キスしたい




ムードを作るって中々難しい。無けなしのバイト代をはたいて買った話題の恋コスメリップを塗っても、上りのエスカレーターで先に乗って目線を合わせてみても、どうも意識してくれない。部活があって忙しい中、申し出れば時間を空けてくれるあたり愛されてるなあとは思うし別にそれはそれで良いんだけど、もうすぐ付き合って丸二年にしては“手を繋ぐだけ”である関係性に不満がないこともない。詰まるところ、そろそろキスがしたい。諸々信介が足りない。

だから夏休みに入ったここ一週間何かと頑張っているのだけれど、残念ながら成果は未だ出ず。いい加減ネット情報も尽きてきて、最早私にそういった魅力がないのではとすら思い始めている。いっそ露出の多い服で迫って、なんて愚考してみたけれど、はしたない行いは慎むべきだと直ぐに留まった。たぶん下品な女だと思われてしまう。難しい。


「なまえ、スイカ食べるか?」
「食べたい」


台所から顔を出した信介に頷いて、終わらせたプリントをファイルに仕舞う。「食べるって。俺持ってくわ」「ほんま。良かったわあ。ようさんもろたから遠慮せんとって言うたってねえ」なんて微笑ましい孫と祖母の会話が、暖簾を通して聞こえた。

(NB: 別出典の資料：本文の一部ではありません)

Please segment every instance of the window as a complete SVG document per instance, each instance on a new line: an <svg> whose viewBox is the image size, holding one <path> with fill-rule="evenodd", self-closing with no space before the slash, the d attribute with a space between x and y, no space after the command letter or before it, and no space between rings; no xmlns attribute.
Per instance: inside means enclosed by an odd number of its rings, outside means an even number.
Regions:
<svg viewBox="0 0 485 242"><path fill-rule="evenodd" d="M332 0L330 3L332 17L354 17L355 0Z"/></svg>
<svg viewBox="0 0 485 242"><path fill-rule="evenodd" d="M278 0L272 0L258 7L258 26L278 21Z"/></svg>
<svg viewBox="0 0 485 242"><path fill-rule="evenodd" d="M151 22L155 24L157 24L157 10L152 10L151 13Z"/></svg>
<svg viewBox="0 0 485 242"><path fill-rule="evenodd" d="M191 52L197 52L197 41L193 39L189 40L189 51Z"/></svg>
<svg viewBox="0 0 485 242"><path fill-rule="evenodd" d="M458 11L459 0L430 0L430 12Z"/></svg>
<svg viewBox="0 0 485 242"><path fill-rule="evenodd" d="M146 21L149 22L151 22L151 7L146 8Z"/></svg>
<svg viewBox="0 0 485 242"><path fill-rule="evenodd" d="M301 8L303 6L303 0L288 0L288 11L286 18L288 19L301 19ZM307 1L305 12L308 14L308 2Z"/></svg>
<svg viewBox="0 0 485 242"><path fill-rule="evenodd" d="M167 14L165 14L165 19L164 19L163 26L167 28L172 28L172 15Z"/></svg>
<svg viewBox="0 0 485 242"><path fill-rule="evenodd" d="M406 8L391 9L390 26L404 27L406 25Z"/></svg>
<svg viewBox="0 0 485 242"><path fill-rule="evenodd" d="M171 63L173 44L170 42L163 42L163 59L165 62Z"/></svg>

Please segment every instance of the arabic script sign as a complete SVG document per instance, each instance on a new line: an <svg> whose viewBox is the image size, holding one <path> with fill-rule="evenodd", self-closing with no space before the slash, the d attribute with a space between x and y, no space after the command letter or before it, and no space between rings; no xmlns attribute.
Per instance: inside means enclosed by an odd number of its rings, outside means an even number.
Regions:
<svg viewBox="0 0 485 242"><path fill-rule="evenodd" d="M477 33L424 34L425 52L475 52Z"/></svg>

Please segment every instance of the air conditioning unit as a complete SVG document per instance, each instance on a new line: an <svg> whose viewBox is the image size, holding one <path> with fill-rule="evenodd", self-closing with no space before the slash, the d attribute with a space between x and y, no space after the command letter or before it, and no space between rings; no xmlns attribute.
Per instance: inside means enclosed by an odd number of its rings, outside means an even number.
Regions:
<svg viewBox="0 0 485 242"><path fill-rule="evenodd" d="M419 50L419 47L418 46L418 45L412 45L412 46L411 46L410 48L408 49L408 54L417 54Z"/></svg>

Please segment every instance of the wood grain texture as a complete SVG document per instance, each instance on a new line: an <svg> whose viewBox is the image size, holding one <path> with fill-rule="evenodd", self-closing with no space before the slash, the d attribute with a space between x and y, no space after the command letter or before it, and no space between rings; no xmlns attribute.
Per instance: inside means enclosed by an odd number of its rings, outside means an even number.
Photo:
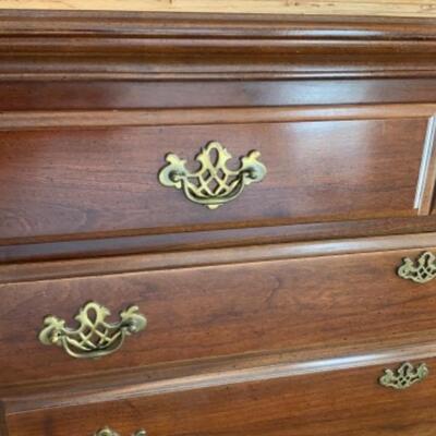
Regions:
<svg viewBox="0 0 436 436"><path fill-rule="evenodd" d="M391 367L397 368L400 363ZM428 360L427 365L432 374L435 359ZM105 425L122 435L145 428L156 436L432 435L436 424L434 375L398 392L378 385L385 368L378 365L40 409L7 419L13 436L90 435Z"/></svg>
<svg viewBox="0 0 436 436"><path fill-rule="evenodd" d="M400 119L1 132L0 243L415 216L425 131ZM256 149L268 169L217 210L157 180L168 153L192 162L210 141Z"/></svg>
<svg viewBox="0 0 436 436"><path fill-rule="evenodd" d="M429 77L435 28L429 19L0 10L0 77Z"/></svg>
<svg viewBox="0 0 436 436"><path fill-rule="evenodd" d="M419 287L396 274L403 257L420 253L403 250L2 284L0 385L246 352L320 352L379 341L380 331L382 338L410 340L411 335L436 328L436 284ZM129 338L121 352L97 361L73 360L38 342L46 315L71 325L89 300L113 313L136 304L148 327Z"/></svg>
<svg viewBox="0 0 436 436"><path fill-rule="evenodd" d="M3 9L436 16L433 0L1 0Z"/></svg>

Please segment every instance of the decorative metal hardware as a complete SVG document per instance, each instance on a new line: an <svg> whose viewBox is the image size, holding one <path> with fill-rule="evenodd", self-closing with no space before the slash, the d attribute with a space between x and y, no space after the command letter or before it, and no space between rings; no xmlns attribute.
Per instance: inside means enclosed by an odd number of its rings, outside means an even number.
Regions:
<svg viewBox="0 0 436 436"><path fill-rule="evenodd" d="M426 283L436 277L436 257L431 252L423 253L415 263L407 257L398 269L398 275L416 283Z"/></svg>
<svg viewBox="0 0 436 436"><path fill-rule="evenodd" d="M78 328L65 327L65 320L49 315L44 318L39 340L45 346L58 346L76 359L97 359L119 350L124 339L144 330L147 319L131 306L120 313L121 320L109 324L110 311L98 303L89 302L81 307L75 320Z"/></svg>
<svg viewBox="0 0 436 436"><path fill-rule="evenodd" d="M265 178L266 167L257 160L259 156L259 152L250 152L240 159L240 168L233 171L227 167L232 158L230 153L221 144L211 142L195 157L199 164L195 172L185 168L186 160L168 154L168 165L159 171L159 182L164 186L183 190L193 203L216 209L237 198L245 186Z"/></svg>
<svg viewBox="0 0 436 436"><path fill-rule="evenodd" d="M385 375L380 377L382 386L393 389L407 389L415 383L422 382L428 375L428 367L422 363L416 368L409 362L403 363L396 372L385 370Z"/></svg>
<svg viewBox="0 0 436 436"><path fill-rule="evenodd" d="M117 432L113 432L113 429L110 429L109 427L101 428L97 433L94 434L94 436L120 436ZM140 429L138 432L134 433L132 436L147 436L147 433L144 429Z"/></svg>

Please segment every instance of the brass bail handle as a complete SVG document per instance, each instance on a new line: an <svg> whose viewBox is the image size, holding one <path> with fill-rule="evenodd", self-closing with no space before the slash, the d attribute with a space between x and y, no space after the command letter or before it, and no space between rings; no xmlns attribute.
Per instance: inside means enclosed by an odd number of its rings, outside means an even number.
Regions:
<svg viewBox="0 0 436 436"><path fill-rule="evenodd" d="M120 313L118 323L108 323L110 311L89 302L75 316L77 328L66 327L64 319L53 315L44 318L39 341L45 346L62 348L75 359L98 359L119 350L126 337L144 330L147 318L137 306L130 306Z"/></svg>
<svg viewBox="0 0 436 436"><path fill-rule="evenodd" d="M195 157L197 171L189 171L186 160L169 153L158 178L161 185L175 187L190 202L214 210L238 198L245 186L264 180L266 167L259 157L259 152L250 152L240 159L239 169L231 170L227 165L232 158L230 153L220 143L210 142Z"/></svg>

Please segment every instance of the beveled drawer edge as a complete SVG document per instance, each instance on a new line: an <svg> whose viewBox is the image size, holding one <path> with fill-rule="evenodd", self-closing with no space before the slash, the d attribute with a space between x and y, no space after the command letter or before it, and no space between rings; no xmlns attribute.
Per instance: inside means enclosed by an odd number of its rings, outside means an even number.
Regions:
<svg viewBox="0 0 436 436"><path fill-rule="evenodd" d="M0 265L0 284L432 247L436 247L436 233L5 264Z"/></svg>
<svg viewBox="0 0 436 436"><path fill-rule="evenodd" d="M74 128L281 123L329 120L428 118L435 104L365 104L334 106L8 111L0 131Z"/></svg>
<svg viewBox="0 0 436 436"><path fill-rule="evenodd" d="M0 389L8 414L25 413L38 409L90 404L130 398L157 396L219 386L264 382L310 374L347 371L374 366L374 380L382 375L377 366L407 361L421 362L436 356L436 344L427 342L401 347L373 344L374 349L338 348L326 350L324 358L311 360L310 352L276 352L258 356L226 356L221 364L186 363L186 368L169 366L168 374L153 379L148 368L132 368L129 374L101 374L43 385ZM398 341L397 341L398 342ZM392 342L395 343L395 342ZM244 359L246 360L244 362ZM241 361L241 362L240 362ZM197 366L196 366L197 364ZM198 366L199 364L199 366ZM192 366L191 366L192 365ZM179 364L180 366L180 364ZM190 367L191 366L191 367ZM198 368L199 367L199 368ZM159 368L156 368L157 372ZM90 383L89 383L90 382ZM26 391L27 390L27 391Z"/></svg>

程なくして切り分けられたスイカと麦茶、小分けのお摘みやお饅頭がテーブルへ追加され、漸く隣へ落ち着いた信介にお礼を告げる。「いっぱい食べや」と和らいだ目元につられ、私の頬も自然に緩んだ。風鈴がちりんと鳴って、二人揃っていただきます。二等辺三角形のスイカを手に取り甘味の詰まった頂角を齧れば、冷えた水分が口腔いっぱいに広がった。


「美味そうに食うな」
「めっちゃ美味しいもん。生き返る」
「なんや死んどったん?」
「、うん。課題多いし」


本当はそれだけじゃないけど、面と向かって言えるはずもない。

しゃくしゃくスイカを咀嚼しつつ、残っているプリントへ視線を落とす。もういっそ私から奪ってしまおうか、なんて出来そうもないことが脳裏を過ぎる。信介はどう思っているのか。お互い両親公認で、たまのオフ日に会っては一緒に課題を片付けたり話したり。それで満足なのか。

ティッシュに溜めた種と共に皮を捨てる。ウェットティッシュで手と口元を拭けば、リップの色が移っていた。律儀に続けているこれもたぶん意味がないだろうし、もう塗り直さなくていいかな。ぱたぱた折ってゴミ箱へぽい。さあ課題だと顔を上げれば、大きな瞳がこちらを見ていた。


「信介?」
「ん?」
「顔に穴あいてまう」
「そらあかんな」


ふ、と笑った視線が逸れる。


「いやな。最近唇ピンク色なん、塗っとったんかって思って」
「ああ、うん……」
「それ、恋コスメってやつなんやろ?」
「え、何で知っとんの?」
「昨日双子が言うてきた」


――最近、北さんの彼女さんリップ塗ってません?あれ恋コスメ言うて、彼氏がキスしたなるって謳い文句らしいっすよ。


信介の口から紡がれた再現台詞に、双子がからかいを込めて言いそうなことだと納得しつつ相槌を打ったのも束の間。一瞬にして沸騰した熱が顔中に集まって、思わず口角が引き攣った。

え、ちょぉ待って。嘘やろ。謳い文句を知っとるってことは、つまり、彼氏イコール信介がキスしたなるように私がつけてるって、そう思われてるってこと?え、嘘やん。いや、間違ってへんから別にええんやけど。むしろ好都合なんかもしいひんけど、なんか、ええ……めっちゃ恥ずいやんこんなん……。


せり上がる羞恥のあまり、伏せた顔を両手で覆う。図星だと分かったのか、珍しく声をあげて笑った信介は「小細工せんとしたらええのに」ってよしよし頭を撫でて可愛がってくれた。